Many times–in vain–Gueli had tried to convince her that a true artist (as he was or at least thought himself to be) didn’t go looking for silly satisfactions, nor did he yearn to receive pleasure from others, that he was not a clown bent on entertaining people and being admired by women, and that he only enjoyed the praise of the select few he recognized as capable of understanding him. However, overcome with enthusiasm for his defense, he often lost his case by just one point. As, for example, if he happened to add, as a general consideration, that it was only human (and anyway, there was nothing wrong with it) for anyone–not just a writer–to feel a certain satisfaction when his work was well received and valued by other people, whatever it might be. Oh, yes, other people! Other people! Other people! She had never had such a thought! He saw nothing wrong with this? Well, just what was wrongdoing, according to him? Who could ever see clearly into a literary man’s conscience, a man whose profession was a continual game of make-believe? Pretending, always pretending, to give the appearance of reality to unreal things! And all that austerity was undoubtedly a facade, all that dignified honesty he affected. Who knows how many skipped heartbeats and inner quaking thrills, shivers of excitement
there were because of a mysterious glance, a tiny little laugh from a woman passing on the street! Age? Age has nothing to do with it! Does the heart of a literary man grow older? The older he gets, the more ridiculous he becomes.

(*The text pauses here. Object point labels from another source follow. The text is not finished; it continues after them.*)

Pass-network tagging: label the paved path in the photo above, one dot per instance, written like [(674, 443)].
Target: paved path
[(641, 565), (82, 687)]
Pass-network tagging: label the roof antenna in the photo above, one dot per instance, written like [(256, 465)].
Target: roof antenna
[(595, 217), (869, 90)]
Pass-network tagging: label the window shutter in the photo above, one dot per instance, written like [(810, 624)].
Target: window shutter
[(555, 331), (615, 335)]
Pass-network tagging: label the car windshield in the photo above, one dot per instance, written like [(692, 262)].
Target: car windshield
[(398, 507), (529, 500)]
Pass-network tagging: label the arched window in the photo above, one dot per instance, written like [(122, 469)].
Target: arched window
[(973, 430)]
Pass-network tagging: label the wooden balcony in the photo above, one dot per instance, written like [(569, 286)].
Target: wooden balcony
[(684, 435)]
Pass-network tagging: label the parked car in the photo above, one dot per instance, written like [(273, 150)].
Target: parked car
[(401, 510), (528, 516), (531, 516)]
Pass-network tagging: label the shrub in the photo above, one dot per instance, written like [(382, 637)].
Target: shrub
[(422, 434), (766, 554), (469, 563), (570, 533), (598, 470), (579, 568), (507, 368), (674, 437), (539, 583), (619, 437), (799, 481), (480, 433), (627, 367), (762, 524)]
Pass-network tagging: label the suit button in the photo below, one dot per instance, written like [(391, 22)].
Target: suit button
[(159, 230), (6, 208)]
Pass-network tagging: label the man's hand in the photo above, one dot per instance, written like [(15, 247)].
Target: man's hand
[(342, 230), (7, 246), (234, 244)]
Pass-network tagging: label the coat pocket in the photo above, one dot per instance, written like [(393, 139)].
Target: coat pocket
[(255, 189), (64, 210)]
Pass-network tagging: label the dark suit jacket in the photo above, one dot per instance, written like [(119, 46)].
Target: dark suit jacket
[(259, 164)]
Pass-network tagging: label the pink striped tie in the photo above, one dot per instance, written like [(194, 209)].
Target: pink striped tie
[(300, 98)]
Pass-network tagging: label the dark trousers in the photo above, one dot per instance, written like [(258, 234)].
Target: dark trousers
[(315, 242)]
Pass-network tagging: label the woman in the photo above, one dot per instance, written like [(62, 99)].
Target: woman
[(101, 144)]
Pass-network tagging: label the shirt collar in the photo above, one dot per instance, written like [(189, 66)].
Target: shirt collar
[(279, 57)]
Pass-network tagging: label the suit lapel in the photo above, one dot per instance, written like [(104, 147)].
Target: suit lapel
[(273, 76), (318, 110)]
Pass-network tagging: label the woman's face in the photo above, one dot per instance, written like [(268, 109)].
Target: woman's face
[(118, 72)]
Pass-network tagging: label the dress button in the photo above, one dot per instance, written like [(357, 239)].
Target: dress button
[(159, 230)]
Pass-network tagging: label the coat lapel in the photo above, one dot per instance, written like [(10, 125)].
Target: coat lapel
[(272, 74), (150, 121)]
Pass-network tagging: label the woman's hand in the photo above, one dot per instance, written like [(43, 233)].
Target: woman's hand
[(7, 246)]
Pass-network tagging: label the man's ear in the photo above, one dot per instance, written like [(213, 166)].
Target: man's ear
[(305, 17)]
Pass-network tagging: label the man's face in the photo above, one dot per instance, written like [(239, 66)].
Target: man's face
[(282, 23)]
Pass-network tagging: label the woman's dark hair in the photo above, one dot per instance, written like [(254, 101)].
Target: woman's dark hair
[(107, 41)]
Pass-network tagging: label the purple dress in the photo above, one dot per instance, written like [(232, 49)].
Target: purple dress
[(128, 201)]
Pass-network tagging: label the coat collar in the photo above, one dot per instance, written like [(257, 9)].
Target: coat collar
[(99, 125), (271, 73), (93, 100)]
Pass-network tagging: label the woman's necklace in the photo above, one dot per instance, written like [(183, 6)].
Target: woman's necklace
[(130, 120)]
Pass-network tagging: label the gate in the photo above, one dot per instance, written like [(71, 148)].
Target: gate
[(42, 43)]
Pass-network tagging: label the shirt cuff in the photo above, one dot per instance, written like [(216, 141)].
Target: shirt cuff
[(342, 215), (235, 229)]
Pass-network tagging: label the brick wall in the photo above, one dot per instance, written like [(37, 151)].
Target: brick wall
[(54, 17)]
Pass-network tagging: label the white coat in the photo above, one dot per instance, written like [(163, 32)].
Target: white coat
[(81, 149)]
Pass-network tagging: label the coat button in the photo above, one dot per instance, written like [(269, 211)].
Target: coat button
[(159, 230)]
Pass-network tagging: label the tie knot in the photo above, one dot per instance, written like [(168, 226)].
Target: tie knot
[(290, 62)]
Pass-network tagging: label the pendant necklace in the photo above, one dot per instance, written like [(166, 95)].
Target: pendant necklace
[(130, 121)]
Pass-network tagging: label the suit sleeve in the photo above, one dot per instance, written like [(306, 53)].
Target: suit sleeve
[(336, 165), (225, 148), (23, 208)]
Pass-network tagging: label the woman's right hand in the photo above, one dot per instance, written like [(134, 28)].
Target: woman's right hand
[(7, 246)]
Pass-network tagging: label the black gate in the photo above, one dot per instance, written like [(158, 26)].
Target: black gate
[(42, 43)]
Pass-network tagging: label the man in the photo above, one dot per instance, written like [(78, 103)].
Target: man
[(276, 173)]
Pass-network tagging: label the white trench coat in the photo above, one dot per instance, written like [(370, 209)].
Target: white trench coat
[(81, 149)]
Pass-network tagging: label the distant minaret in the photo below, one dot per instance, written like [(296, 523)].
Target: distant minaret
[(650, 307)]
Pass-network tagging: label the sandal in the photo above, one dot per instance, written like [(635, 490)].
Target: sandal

At her incessant scorn and fierce denigration, Maurizio Gueli felt his guts twist and his heart turn over. Because at the same time he sensed the awful ridiculousness of his tragedy: to be the victim of a real madness, to suffer martyrdom for imaginary wrongs, for what were not wrongs at all and which, besides, he had been careful not to commit, even at the cost of seeming impolite, proud, and bad-tempered, in order not to arouse her slightest suspicion. Nevertheless it seemed that he committed them unknowingly, who knows when or where.

Obviously he was two people: one for himself, another for her. And this other person that she saw, slyly catching every look, every smile, every gesture, the sound of his voice itself, not just the meaning of his words, twisting and falsifying everything about him, in her own eyes this person came to life as a miserable phantom, the only one she knew. Gueli himself no longer existed. He existed only for the unworthy, inhuman torment of seeing himself living in that phantom, and only in it; he racked his brains without success for ways to destroy it. She no longer believed in him; she saw him only as that phantom and, as was reasonable, showed her hate and scorn for it.

So alive was this imaginary figure she had created, assuming such a solid, obvious substance in her sick imagination, that he could almost see it living his life, but undeservedly distorted. It had his thoughts, but they were twisted. It had his every expression, word, every gesture. It was so alive for him that he almost reached the point of doubting himself, of thinking perhaps he really was that man. And by now he was so conscious of the alteration that his slightest movement would have undergone immediate appropriation by that other self, so that he almost seemed to be living with two souls, to be thinking with two heads at the same time, in one sense for himself and in another sense for that other being.